II. Dem Beteiligten zu 1 wird Prozeßkostenhilfe für das Verfahren der weiteren Beschwerde bewilligt. Ihm wird Rechtsanwalt Helmut Hechtel in Nürnberg beigeordnet.
Tatbestand
I.
Aus der Ehe des Beteiligten zu 1 mit seiner ersten Frau gingen vier Kinder hervor, als jüngstes M., geboren 1989. Die Mutter starb drei Monate nach der Geburt von M. Weil der Beteiligte zu 1 die Kinder nicht allein betreuen konnte, gab er seine vier Kinder gemeinsam zu den Beteiligten zu 2 und 3 in Pflege. Deren Kinder sind volljährig und nur noch besuchsweise im Elternhaus. M. befindet sich seit 13.9.1989 bei den Beteiligten zu 2 und 3 in Dauerpflege. Am 3.6.1994 heiratete der Beteiligte zu 1 wieder. Seine zweite Frau brachte eine Tochter mit in die Ehe. Am 2.4.1996 wurde ein gemeinsames Kind geboren. Die drei älteren, in den Jahren 1983, 1986 und 1988 geborenen Kinder aus der ersten Ehe kehrten am 21.5.1994 in den väterlichen Haushalt zurück, während M. bei den Beteiligten zu 2 und 3 verblieb. Der Beteiligte zu 1 und seine zweite Frau bemühten sich aber auch um die Rückführung von M. Seit Mai 1994 fanden aufgrund von Umgangsregelungen des Vormundschaftsgerichts regelmäßige Besuche von M. im väterlichen Haushalt statt; sie verbringt auch mehrere Wochen in den Ferien in der Familie des Vaters mit ihren Geschwistern.

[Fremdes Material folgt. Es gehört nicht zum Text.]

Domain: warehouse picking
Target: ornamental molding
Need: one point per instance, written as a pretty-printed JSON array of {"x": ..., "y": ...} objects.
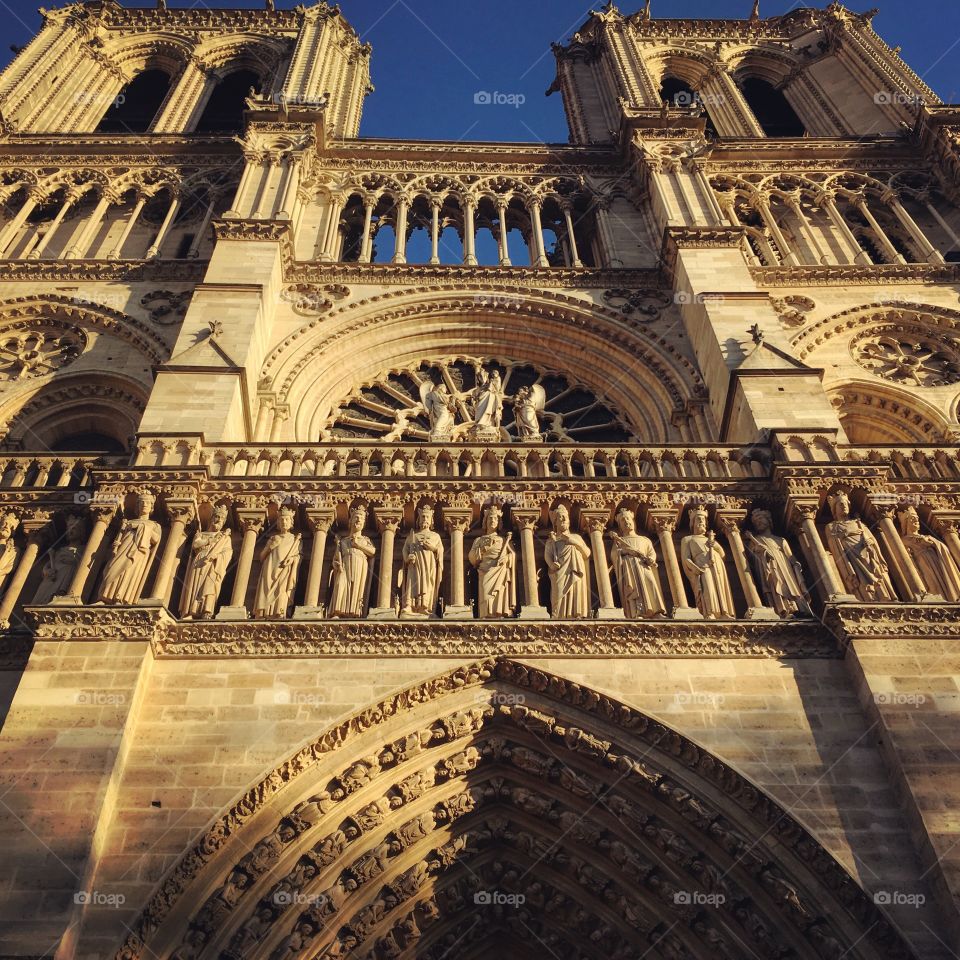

Mit Schreiben vom 25.1.1995 verlangte der Beteiligte zu 1 die Herausgabe von M. von den Beteiligten zu 2 und 3. Diese beantragten ihrerseits den Erlaß einer Verbleibensanordnung. Nach Einholung eines kinderpsychologischen Gutachtens und des Berichts des Jugendamts sowie nach Anhörung der Beteiligten und des Kindes gab das Vormundschaftsgericht am 25.6.1996 dem Antrag des Vaters auf Herausgabe des Kindes statt und traf eine Regelung für den Umgang der Beteiligten zu 2 und 3 mit dem Kind. Der Antrag der Beteiligten zu 2 und 3 wurde zurückgewiesen.
Auf ihre Beschwerde holte das Landgericht ein weiteres Gutachten des Sachverständigen sowie einen ergänzenden Bericht des Jugendamts ein und hörte die Beteiligten und das Kind erneut an. Mit Beschluß vom 10.4.1997 änderte das Landgericht die Entscheidung des Vormundschaftsgerichts dahingehend ab, daß der Antrag des Beteiligten zu 1 auf Herausgabe von M. zurückgewiesen wurde. Es ordnete an, daß M. vorerst bei den Beteiligten zu 2 und 3 verbleibt, und es traf eine Umgangsregelung zugunsten des Beteiligten zu 1 für jedes zweite Wochenende sowie für die Ferien, Mit seiner weiteren Beschwerde wendet sich dieser gegen die Zurückweisung seines Antrags auf Herausgabe des Kindes und stellt auch für das Verfahren der weiteren Beschwerde Antrag auf Prozeßkostenhilfe.
Entscheidungsgründe
II.
Die zulässige weitere Beschwerde führt zur Aufhebung der Entscheidung des Landgerichts und zur Zurückverweisung der Sache an das Landgericht.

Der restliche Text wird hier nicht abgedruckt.